One test provides two examples where role: "admin" maps to access: "full" in one example and access: "limited" in another. The engine is expected to detect this as a contradiction, set the diagnosis status to contradictory, and identify the conflicting field. If the engine picks one mapping and ignores the conflict, the test fails.
Another test provides one example where the output could be explained by either a direct copy or a value map. The engine is expected to report the ambiguity, classify its severity, and suggest what kind of additional example would resolve it. If the engine silently picks one without reporting the alternative, the test fails.
These tests encode the contract: the engine must be honest about what it does not know. Producing output is easy. Knowing when to stop and ask for help is the hard part.
The reliability profile
The build prints a summary for each layer. A recent local run includes checks like:
JSON transform benchmarks: 171 passed
Translator benchmarks: 78 passed
Export checks: 174 passed, 520 syntax checks
Preset checks: 29 passedThe exact counts change as the product grows. The important contract is stable: the build fails if a required benchmark, acceptance check, export check, or preset check fails. This means the version of the engine you see in your browser has passed the current check suite for that build.

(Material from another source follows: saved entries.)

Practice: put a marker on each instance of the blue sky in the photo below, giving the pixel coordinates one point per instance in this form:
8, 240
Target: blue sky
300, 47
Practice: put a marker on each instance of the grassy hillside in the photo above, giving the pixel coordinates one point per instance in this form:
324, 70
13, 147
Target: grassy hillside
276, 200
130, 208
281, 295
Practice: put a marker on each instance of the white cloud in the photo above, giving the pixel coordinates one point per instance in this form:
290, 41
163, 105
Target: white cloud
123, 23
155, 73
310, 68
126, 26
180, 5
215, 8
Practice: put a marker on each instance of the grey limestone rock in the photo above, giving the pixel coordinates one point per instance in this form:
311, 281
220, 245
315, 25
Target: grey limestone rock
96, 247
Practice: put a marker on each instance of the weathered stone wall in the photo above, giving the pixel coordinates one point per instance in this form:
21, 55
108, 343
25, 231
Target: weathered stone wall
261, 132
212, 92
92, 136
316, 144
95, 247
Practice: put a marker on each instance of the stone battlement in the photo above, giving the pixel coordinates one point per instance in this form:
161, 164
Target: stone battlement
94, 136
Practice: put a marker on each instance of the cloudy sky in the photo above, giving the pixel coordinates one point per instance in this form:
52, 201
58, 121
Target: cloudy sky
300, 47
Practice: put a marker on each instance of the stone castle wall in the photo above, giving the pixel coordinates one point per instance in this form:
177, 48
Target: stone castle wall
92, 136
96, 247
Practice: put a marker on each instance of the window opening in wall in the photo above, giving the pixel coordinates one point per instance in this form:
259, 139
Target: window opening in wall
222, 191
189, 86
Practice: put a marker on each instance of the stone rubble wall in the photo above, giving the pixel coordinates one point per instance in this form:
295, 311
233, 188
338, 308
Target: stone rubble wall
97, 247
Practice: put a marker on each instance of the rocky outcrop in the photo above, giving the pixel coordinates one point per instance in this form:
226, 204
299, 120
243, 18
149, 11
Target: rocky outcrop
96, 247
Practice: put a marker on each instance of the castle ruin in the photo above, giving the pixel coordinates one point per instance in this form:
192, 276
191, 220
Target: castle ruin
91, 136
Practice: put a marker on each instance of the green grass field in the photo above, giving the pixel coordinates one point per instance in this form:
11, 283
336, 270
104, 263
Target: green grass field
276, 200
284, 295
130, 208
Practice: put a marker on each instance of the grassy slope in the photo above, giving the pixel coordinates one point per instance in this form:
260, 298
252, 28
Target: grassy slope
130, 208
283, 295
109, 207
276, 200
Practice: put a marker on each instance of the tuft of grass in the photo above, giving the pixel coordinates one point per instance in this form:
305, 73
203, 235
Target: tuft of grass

Reading the checks yourself
The benchmark suite ships with the tool. Because Latentmachine serves its JavaScript unminified and unbundled, you can read the relevant cases in your browser's developer tools.
Open DevTools, switch to the Sources tab, and navigate the file tree to find the benchmark files under src/intelligence/ and the runner scripts under scripts/. Each benchmark is a plain JavaScript object with examples, assertions, and expected outcomes. You can read the test cases, see what inputs they use, check what they assert, and understand exactly what the engine is tested against.
The checks are not hidden infrastructure. They are part of the shipped code. If you want to know whether the engine handles a transformation similar to yours, search the benchmark files for a similar test case. If it exists, the engine handles it. If it does not, you have found a gap that might be worth reporting.
What the checks do not test
The suite validates the intelligence layer, format layer, exporters, CLI behavior, fixtures, and presets. It does not replace visual QA. Layout, spacing, browser rendering, and interaction polish still need to be checked in the browser.
This separation is intentional. If the engine produces a correct rule and the UI renders it poorly, that is a UI bug, not an inference bug. The checks catch inference and export regressions. The browser catches product-surface regressions.